On April 19th, a bipartisan group of lawmakers introduced the “Protecting Solar Jobs Act” (H.R. 5571) in the House Committee on Ways and Means. The proposed bill is in response to President Trump’s imposition of a 30% tariff on imported crystalline-silicon solar cells and modules – his first major trade action of 2018. The bipartisan group was made up of Representatives from Nevada, California and South Carolina with the bill being filed by Representative Jacky Rosen of Nevada.
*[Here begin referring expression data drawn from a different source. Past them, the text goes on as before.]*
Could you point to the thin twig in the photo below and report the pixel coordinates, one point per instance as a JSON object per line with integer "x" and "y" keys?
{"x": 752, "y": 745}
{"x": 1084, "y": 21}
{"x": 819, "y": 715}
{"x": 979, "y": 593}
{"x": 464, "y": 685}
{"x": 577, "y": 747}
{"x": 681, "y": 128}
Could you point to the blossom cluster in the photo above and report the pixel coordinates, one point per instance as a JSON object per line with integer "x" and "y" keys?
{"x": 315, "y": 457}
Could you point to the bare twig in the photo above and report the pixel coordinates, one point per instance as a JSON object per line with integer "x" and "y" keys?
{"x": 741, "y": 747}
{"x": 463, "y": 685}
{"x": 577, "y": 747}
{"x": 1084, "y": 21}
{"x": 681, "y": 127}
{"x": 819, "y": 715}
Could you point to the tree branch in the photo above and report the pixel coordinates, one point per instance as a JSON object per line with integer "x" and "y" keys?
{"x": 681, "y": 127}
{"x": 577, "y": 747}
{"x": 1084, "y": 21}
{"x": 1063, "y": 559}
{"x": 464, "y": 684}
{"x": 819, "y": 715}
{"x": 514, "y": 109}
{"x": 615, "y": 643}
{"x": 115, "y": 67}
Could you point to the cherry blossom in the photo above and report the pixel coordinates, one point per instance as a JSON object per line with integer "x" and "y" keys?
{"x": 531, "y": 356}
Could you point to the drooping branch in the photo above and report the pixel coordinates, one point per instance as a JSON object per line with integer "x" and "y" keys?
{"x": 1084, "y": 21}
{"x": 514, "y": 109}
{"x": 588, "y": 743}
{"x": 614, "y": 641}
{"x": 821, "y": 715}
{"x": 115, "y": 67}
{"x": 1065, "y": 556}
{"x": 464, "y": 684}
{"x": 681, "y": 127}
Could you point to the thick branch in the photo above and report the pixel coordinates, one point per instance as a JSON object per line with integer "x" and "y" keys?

In introducing the bill, Representative Rosen defended the move by stating that the “[s]olar energy’s success throughout Nevada has led to new jobs, cheaper power bills, and the growth of a new industry that is diversifying [the] state’s economy…[The] Administration directly threatened the stability and financial well-being of [Nevada’s] local solar industry when the President decided to impose a 30 percent tariff on imported panels….[The] new bill will reverse this damaging decision.” Another supporter of the bill, Rep. Mark Sanford of South Carolina, noted that “[s]olar power is one of the cheapest and fastest-growing renewable energy sources, and if we are really focused on becoming energy independent, now is no time to slow its growth. … [O]ver 7,000 South Carolinians who work in the solar industry could lose their jobs because of these tariffs. This bill is about sustaining solar as a renewable and key energy source toward jobs, clean energy, and energy independence.”

The House Committee on Ways and Means will now have to decide if the Protecting American Solar Jobs Act will be released to the floor for a vote. If the bill passes a vote by a simple majority, then the bill will move on to the Senate and then to the President for approval. If the President vetos the bill, it will then return to the Senate and Congress where it must pass by a two-thirds majority to override the President’s veto.